Smith County's economic resilience depends on its ability to attract and grow employers in higher-wage sectors while simultaneously providing workforce development and retraining support to displaced workers. The current WARN data does not reveal new employer formations or growth in counter-cyclical sectors, suggesting that the county relies on existing employer bases rather than entrepreneurial renewal or sector diversification. This represents both a vulnerability and an opportunity: vulnerability because existing employers remain subject to restructuring and cyclical pressures, and opportunity because intentional economic development strategy could diversify the employment base and reduce vulnerability to manufacturing sector shocks.

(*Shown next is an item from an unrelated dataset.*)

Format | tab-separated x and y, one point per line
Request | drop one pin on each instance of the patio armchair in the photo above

Conclusion: Strategic Imperatives for Smith County

Smith County's layoff landscape reflects a regional economy anchored to manufacturing, vulnerable to business cycles and global competition, but not yet in structural decline. The concentration of displacement in Tyler, clustering around recession years, and dominance of manufacturing-sector notices all point to an economy that follows predictable patterns but requires proactive management. County economic development leaders should prioritize workforce development initiatives targeting displaced workers, pursue targeted recruitment of employers in professional services and technology sectors, and invest in infrastructure supporting business incubation and entrepreneurship. Without such intentional strategy, Smith County's economy will remain vulnerable to the cyclical disruptions documented in 25 years of WARN notices.